Yasa söz konusu hükümlerin devletin idari birimlerindeki ve kamu sektörü şirketlerindeki işçiler için uygulanmasını öngörüyor. Ayrıca işçinin işten çıkarılmasının kendisini dinledikten sonra ilgili bakanın ibrazına dayalı olarak cumhurbaşkanı veya tayin edilen bir vekil tarafından verilen gerekçeli bir kararla yapılmasını ve işten çıkarma kararının işçiye bildirilmesini de kapsıyor.
Yasa, işçinin bu hükümlere göre işten çıkarılmasının, emeklilik maaşından veya ikramiyeden yoksun bırakılmasını gerektirmediğini ve “geçici” işten çıkarmayı kullanarak temyiz ve kararın tekrar gözden geçirilmesi için başvuruda bulunma hakkına sahip olduğunu vurguluyor.
Evet.. Bunu karanlık Avrupa yüzyıllarında yapılan meşhur bir tür cadı avı girişimi olarak görecekler var. Bu adımı, Irak’taki Baas’ın ortadan kaldırılmasına yönelik kampanyaya benzetecekler de olabilir. Meseleyi Batı'nın Nazizm'n kökünü kazımasına ve bunun söz, fiil ve sembol olarak suç sayılmasına benzetecek kişiler bulunuyor. Son olarak meseleyi yabancıların ahir zamanda maruz kalacağı belalardan biri olarak görecekler -tabi ki İhvan ve yandaşları- da mevcut. Diğer yandan İhvan’nın sesli bir şekilde reddedilmesi, devleti İhvan’ın iç hücrelerinin ihlallerinden korumak için gerekli önleyici bir tedbirdir. İhvan devletin sırlarını ve çıkarlarını gasp etmek de dahil olmak üzere her şeyi mübah görüyor. Çünkü onların nazarında bu, öncesinde ve sonrasında haddini aşmış “mürted” bir devlettir. Yani yağmur suyundan daha tatlı bir ganimettir.
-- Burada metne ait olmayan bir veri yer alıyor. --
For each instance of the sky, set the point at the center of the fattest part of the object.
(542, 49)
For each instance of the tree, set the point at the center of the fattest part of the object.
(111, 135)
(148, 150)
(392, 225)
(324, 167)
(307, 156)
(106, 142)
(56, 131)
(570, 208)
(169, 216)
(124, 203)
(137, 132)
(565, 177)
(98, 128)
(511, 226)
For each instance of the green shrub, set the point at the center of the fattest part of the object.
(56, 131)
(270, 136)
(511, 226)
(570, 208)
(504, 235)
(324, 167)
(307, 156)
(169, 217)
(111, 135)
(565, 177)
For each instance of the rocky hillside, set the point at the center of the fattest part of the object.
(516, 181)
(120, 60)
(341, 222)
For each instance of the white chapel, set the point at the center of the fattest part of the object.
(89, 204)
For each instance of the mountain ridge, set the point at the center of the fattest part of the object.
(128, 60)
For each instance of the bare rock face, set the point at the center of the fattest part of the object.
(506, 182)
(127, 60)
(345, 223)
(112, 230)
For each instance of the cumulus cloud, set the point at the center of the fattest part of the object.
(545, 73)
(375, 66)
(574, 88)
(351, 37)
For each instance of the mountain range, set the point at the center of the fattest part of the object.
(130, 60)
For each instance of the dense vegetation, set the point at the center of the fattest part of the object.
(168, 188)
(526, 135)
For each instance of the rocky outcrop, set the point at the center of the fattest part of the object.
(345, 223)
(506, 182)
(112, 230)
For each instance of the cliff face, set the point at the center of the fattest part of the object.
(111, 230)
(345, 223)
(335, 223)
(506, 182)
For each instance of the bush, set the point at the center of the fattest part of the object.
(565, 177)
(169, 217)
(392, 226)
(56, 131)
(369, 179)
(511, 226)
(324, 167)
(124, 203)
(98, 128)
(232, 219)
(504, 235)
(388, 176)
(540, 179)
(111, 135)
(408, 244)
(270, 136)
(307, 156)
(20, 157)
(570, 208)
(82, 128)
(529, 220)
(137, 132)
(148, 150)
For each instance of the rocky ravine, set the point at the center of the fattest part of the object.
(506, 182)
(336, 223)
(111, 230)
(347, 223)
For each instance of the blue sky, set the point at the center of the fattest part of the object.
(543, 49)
İhvan'ın ve kendisine bağlı olsun ya da olmasın içinden doğan kollarının ihlallerinin yarattığı tehlikenin küçük bir bölümünü inceleyecek olursak şu gibi isimler aklımıza gelecektir:
Mısır ordusu istihbarat biriminde binbaşı ve Yıpratma Savaşı’nın en ünlü subaylarından biri olan Abbud ez-Zumer. Zumer,  ordu içindeki köktendinci askeri akımın en önde gelen subaylarından biri ve Mısır Cihat Örgütü’nün bir sembolü.
İssam el-Kameri... Mısır Zırhlı Birlikleri’nde bir subay ve Mısır Ordusu Komuta ve Kurmay Yüksekokulu’nda öğretmen. Aynı zamanda Cihat Örgütü'nün de liderlerinden.
Eski Mısır Cumhurbaşkanı Enver Sedat'ın katili Halid el-İslâmbûlî. İslâmbûlî, Mısır ordusunda bir teğmendi. Hatta operasyonu yürüten herkes silahlı kuvvetler mensubuydu.
Askeri ve güvenlik düzeyinde geçmişle ilgili olarak elimizde bunlar var. Günümüzde ise elimizde, son dönemde Mısır ve Libya'daki terörün en önde gelen şeytanlarından olan Mısır Yıldırım Kuvvetleri subayı Hişam Aşmavi gibi örnekler bulunuyor.
Sivil yönetimler, eğitim-öğretim, belediyeler, sağlık ve diğer sektörlerdeki İhvan hücreleri de cabası -Mısır için geçerli olanlar, İhvan’ı yasaklayan diğer ülkeler için de geçerlidir-. Bu durum, bir ev sahibinin bahçesinde yaptığı temizliğe benziyor: Her ne kadar fazlalık olan otları biçse de bu otlar bir süre sonra tekrar çıkar. Yani bu tek seferde yapılacak bir iş değil.
Şikayet etme veya fikirleri ve bağlılıkları değiştirme hakkı var olmaya devam ediyor. Bunun da değerlendirilmesi lazım. Ancak onaylandıktan sonra...
İhvan ve onun gibi batini amirane gruplar ile sürekli mücadele etmekten başka bir çare yok.